C’est au poste de pilier, à gauche comme à droite, que la jeunesse était la plus attendue, particulièrement à droite où la blessure de Uini Atonio faisait peur à beaucoup de monde. Et si la mêlée fermée a été en grosse difficulté en début de saison, les deux Alex, Aleksandre Kuntelia à droite et Alexandre Kaddouri à gauche, ont tenu la baraque en enchaînant massivement, à un poste où l’expérience est une qualité fondamentale. À noter que Karl Sorin a montré des choses intéressantes en début de saison alors que Louis Penverne a confirmé être un crack, quand il n’est pas blessé.

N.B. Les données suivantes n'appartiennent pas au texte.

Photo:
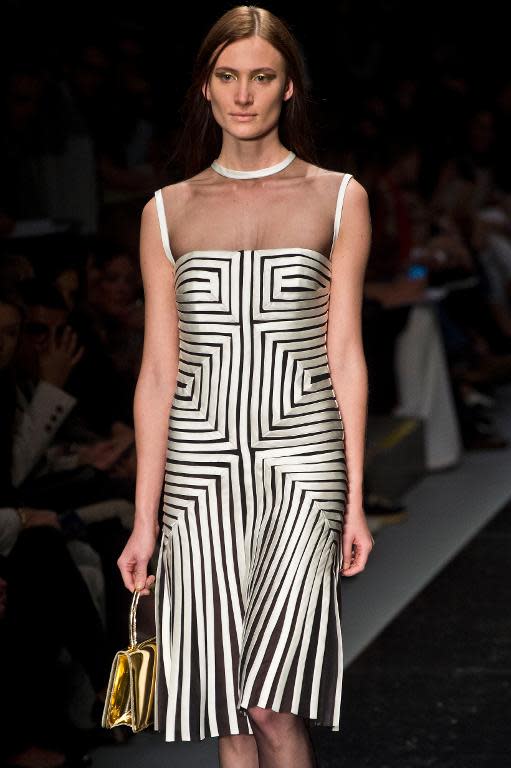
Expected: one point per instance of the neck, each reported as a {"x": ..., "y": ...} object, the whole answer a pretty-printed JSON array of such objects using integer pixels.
[{"x": 249, "y": 156}]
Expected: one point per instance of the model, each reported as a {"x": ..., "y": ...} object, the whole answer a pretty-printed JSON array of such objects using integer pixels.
[{"x": 250, "y": 409}]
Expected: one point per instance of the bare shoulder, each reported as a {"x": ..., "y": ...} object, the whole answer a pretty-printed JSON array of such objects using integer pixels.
[{"x": 332, "y": 181}]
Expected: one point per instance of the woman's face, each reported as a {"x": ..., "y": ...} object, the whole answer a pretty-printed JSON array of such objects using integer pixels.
[
  {"x": 247, "y": 88},
  {"x": 10, "y": 326}
]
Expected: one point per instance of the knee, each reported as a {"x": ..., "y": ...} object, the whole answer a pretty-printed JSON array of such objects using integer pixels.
[{"x": 274, "y": 726}]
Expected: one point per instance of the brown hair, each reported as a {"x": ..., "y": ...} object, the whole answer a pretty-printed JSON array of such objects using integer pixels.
[{"x": 201, "y": 137}]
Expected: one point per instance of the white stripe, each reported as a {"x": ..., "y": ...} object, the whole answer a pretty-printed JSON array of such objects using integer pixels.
[
  {"x": 160, "y": 208},
  {"x": 338, "y": 207}
]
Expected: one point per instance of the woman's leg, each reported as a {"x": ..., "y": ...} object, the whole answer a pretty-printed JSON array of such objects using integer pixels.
[
  {"x": 238, "y": 751},
  {"x": 283, "y": 740}
]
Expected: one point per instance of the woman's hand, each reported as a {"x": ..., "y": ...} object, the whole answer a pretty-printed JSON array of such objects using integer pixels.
[
  {"x": 357, "y": 543},
  {"x": 59, "y": 357},
  {"x": 135, "y": 557}
]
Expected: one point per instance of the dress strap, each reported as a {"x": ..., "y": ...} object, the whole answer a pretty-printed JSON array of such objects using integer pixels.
[
  {"x": 338, "y": 208},
  {"x": 162, "y": 219}
]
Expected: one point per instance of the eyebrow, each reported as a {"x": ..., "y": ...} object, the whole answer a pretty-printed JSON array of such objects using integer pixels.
[{"x": 259, "y": 69}]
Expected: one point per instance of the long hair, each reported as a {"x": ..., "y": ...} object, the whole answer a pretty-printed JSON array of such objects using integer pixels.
[{"x": 200, "y": 140}]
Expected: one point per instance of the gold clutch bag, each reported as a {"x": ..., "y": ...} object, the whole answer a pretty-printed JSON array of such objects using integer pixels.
[{"x": 130, "y": 695}]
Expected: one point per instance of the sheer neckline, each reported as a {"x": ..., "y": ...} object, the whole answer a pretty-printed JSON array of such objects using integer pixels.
[{"x": 256, "y": 173}]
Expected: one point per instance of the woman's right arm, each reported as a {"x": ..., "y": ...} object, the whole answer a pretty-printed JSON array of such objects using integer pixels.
[{"x": 154, "y": 393}]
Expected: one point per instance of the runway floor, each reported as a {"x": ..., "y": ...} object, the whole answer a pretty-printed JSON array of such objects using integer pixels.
[{"x": 426, "y": 631}]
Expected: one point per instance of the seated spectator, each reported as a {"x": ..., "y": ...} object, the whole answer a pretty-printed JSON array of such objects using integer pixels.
[{"x": 47, "y": 353}]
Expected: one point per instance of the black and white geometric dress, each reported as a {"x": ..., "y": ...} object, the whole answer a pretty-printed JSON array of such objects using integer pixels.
[{"x": 248, "y": 601}]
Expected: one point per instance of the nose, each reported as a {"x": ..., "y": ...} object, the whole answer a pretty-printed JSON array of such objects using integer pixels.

Beaucoup de nouveaux ont été testés, certains pour qui c’était les premières minutes et d’autres qui avaient déjà eu la chance de jouer avec les pros. Sur les nouvelles têtes qui ont fait leur apparition, on peut noter que la charnière composée de Diego Jurd et Nolhann Couillaud a impressionné, en particulier le demi d’ouverture Diego Jurd, dont la précocité et le talent ont déjà ébloui les supporters rochelais. En deuxième ligne, Charles Kante Samba était sur neuf feuilles de matchs consécutives avant sa commotion cérébrale face à l’Aviron Bayonnais. On sait que la deuxième ligne des Maritimes n’est pas d’une grande stabilité, entre absences longue durée de Boudehent et Skelton et performances moyennes de Dillane et Douglas, sa capacité à jouer 4 ou 5 lui a permis d’enchaîner les matchs et de se montrer très proche du niveau de ses concurrents directs.

Finissons avec la troisième ligne, poste dont on connaît la grande compétitivité, en évoquant Kirill Fraindt et Lucas Andjisseramatchi. Si le Russe n’a joué que trois matchs, il a néanmoins déjà montré sa grosse activité, ses très bonnes capacités en touche, rappelant qu’il est à la base formé en deuxième ligne, et son endurance. Quant à Andjisseramatchi, il a tout l’air d’un des coups de cœurs du staff rochelais, et a même eu l’honneur d’être le capitaine des Jaune et Noir lors de la rencontre face aux Stormers. Si la très probable présence de Grégory Alldritt et Oscar Jegou avec l’équipe de France pendant le VI Nations lui assurera de continuer à se mettre en valeur, le fait qu’il puisse jouer à la fois flanker et numéro 8 joue en sa faveur.

Vous l’aurez compris, cette première partie de saison 2025-2026 fut à la fois pleine de promesses, aussi bien dans l’évolution du jeu que dans l’intégration des jeunes. Elle a aussi très bien montré les limites de ce Stade Rochelais, dont l’effectif comme le jeu semble parfois encore bloqués dans le passé.